I have long been a strong proponent of educating employees about network security. By educating, I mean using good, clear communication. You must make sure the employees truly understand the dangers and risks rather than just assuming they know what you’re asking them to do. I admit, though, that when I think about who is involved in this scenario, I’m thinking of the worker bees and lower management. I did not realize that apparently there is a communication gap between IT and C-level staff that can lead to huge security problems.
A new report from the Ponemon Institute and Tripwire called “Are Security Metrics Too Complicated for Management?” finds that executives and their IT security staff in the U.S. and the UK don’t always see eye to eye when it comes to security risks. Or perhaps, the more appropriate way to explain it is that meaningful communications about cyber security are often written in terms that are above the understanding of even management. As an article in Quartz put it:
According to the report, explanations about cyber security threats by IT workers get lost in translation in dialogue with corporate managers. ‘Finding meaningful ways to successfully bridge this communication gap is critical to broader adoption of risk-based security programs,’ the report says. ‘The onus for this effort clearly lies with IT security and risk professionals.’
In other words, what this report found is executives and IT don’t speak the same language, with the vast majority believing that the information is too technical for executives to understand. But, the IT people interviewed for this survey provided another reason why security information isn’t getting to executives: IT has more pressing things to do than interact and share information with the executive team (48 percent of American respondents and 42 percent of UK respondents). I had to read that finding several times because it surprised me. But the report went on to state:
In fact, 40% of the respondents in the U.S. and 43% in the U.K. say they only communicate with executives when there is a security incident--the least conducive time for constructive communication.

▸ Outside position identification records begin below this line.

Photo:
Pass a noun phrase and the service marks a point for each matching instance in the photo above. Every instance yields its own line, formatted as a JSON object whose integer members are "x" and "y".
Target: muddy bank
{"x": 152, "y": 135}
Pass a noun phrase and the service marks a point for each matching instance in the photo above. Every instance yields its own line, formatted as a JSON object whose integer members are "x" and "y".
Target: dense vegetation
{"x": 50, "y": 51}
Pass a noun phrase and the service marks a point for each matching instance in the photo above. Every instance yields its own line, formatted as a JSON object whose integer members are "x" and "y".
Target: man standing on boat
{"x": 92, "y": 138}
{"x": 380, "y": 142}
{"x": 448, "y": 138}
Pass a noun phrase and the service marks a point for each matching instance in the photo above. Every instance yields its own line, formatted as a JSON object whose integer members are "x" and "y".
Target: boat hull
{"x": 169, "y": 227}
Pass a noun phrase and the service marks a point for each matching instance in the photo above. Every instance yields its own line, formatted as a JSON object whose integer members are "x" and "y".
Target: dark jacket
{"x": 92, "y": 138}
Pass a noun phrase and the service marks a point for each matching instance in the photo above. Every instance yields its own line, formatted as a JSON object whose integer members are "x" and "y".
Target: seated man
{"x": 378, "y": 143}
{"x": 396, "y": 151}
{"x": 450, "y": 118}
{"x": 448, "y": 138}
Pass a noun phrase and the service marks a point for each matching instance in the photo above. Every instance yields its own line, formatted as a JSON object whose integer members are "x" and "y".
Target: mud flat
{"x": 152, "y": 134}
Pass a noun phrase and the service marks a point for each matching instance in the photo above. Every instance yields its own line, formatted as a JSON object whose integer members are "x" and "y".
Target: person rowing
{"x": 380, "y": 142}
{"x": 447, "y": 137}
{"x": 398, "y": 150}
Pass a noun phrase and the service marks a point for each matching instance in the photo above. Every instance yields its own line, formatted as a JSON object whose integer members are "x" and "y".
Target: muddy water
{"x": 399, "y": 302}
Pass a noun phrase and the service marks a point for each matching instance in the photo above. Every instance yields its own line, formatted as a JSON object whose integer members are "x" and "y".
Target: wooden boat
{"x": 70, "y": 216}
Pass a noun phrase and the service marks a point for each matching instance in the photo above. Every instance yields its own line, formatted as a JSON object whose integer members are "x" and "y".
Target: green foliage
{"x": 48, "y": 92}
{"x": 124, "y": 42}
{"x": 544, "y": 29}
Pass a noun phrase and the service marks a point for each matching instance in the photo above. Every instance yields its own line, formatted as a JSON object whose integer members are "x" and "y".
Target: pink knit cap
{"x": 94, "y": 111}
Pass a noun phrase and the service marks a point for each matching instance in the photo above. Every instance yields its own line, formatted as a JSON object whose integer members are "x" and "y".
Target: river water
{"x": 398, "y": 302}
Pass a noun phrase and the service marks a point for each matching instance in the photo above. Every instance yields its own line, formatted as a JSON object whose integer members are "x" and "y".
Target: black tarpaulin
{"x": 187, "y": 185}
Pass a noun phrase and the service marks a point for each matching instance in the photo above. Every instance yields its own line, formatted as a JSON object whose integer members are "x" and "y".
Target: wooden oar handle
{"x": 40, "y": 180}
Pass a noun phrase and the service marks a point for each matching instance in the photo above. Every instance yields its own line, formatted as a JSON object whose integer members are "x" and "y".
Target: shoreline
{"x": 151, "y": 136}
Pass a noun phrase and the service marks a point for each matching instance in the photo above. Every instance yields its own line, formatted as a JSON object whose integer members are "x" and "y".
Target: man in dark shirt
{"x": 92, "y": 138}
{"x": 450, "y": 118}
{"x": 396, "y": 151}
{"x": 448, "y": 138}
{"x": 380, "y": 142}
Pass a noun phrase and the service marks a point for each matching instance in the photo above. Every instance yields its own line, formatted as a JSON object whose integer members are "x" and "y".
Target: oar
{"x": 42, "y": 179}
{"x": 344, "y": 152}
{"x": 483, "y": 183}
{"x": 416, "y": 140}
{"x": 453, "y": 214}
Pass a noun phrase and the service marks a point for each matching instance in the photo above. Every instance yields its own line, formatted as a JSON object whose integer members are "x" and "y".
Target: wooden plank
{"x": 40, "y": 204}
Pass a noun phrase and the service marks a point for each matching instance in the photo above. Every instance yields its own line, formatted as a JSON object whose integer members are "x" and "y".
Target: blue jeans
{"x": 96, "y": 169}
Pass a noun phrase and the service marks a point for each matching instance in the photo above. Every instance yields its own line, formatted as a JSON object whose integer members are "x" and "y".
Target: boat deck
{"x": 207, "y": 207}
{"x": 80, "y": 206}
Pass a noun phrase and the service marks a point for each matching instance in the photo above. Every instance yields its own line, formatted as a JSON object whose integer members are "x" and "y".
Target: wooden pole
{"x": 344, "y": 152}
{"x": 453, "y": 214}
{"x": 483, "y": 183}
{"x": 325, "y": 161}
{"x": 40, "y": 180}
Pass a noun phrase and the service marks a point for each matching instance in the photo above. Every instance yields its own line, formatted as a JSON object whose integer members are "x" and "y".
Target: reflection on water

The report should be eye-opening to both IT and executives. While the survey talked to the people on the IT side of the coin, it would seem this lack of communication is driven by the IT department. There is a sense of superiority as well as a turf war (as in, “We aren’t going to tell you what’s going on until we have to because this is our territory.”) among many of the IT respondents and their upper executives. The report also reveals why other employees are in the dark about security. After all, if IT can’t or won’t communicate with their executives, should we expect them to effectively communicate security concerns with the administrative assistants?